Click here to register online or call 585-442-8676 to register by phone.
Crystal Z Campbell is a multidisciplinary artist and writer of African-American, Filipino & Chinese descents. Campbell’s practice ruptures collective memory, imagines social transformations, and questions the politics of witnessing using physical archives, online sources, and historical materials.
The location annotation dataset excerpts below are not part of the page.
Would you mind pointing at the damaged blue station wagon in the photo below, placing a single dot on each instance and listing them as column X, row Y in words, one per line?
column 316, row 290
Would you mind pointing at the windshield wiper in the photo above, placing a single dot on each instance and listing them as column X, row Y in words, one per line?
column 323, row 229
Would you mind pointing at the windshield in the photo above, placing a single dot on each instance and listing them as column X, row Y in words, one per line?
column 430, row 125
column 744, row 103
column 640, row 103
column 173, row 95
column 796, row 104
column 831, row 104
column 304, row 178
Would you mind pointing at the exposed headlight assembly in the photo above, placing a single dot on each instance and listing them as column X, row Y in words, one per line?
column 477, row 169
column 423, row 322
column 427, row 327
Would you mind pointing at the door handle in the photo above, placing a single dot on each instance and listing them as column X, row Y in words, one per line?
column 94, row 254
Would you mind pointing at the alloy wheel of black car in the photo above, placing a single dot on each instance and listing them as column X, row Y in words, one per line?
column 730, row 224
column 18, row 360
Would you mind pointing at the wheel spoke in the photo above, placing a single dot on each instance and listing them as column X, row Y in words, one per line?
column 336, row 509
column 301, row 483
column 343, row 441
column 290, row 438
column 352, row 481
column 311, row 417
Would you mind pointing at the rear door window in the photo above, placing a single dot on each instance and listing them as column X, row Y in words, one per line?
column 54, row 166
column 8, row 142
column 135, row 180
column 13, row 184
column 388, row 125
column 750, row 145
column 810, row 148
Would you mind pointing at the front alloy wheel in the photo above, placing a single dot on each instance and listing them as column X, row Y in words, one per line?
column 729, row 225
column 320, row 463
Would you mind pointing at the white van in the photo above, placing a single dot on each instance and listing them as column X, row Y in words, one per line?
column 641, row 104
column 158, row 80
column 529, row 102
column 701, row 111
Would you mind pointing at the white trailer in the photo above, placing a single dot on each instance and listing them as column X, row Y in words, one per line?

Recent works include a collaboration with a molecular geneticist investigating Henrietta Lacks’ immortal cells, an examination of gentrification via a 35mm film relic salvaged from a demolished black Civil Rights theater in Brooklyn, and live performances that intersect the 1921 Tulsa Race Massacre, Paul Robeson’s archive, surveillance, and figure drawing.
Campbell exhibits internationally: Nest (Netherlands), ICA Philadelphia (US), Artissima (IT), Studio Museum of Harlem (US), Project Row Houses (US), and SculptureCenter (US), amongst others. Selected honors include: Pollock-Krasner Award, MacDowell Colony, Skowhegan, Rijksakademie, Whitney ISP, Sommerakademie, Smithsonian Fellowship, and Flaherty Film Seminar. Campbell is a concurrent Drawing Center Open Sessions Fellow and fourth-year Tulsa Artist Fellow, who lives and works in Tulsa, Oklahoma.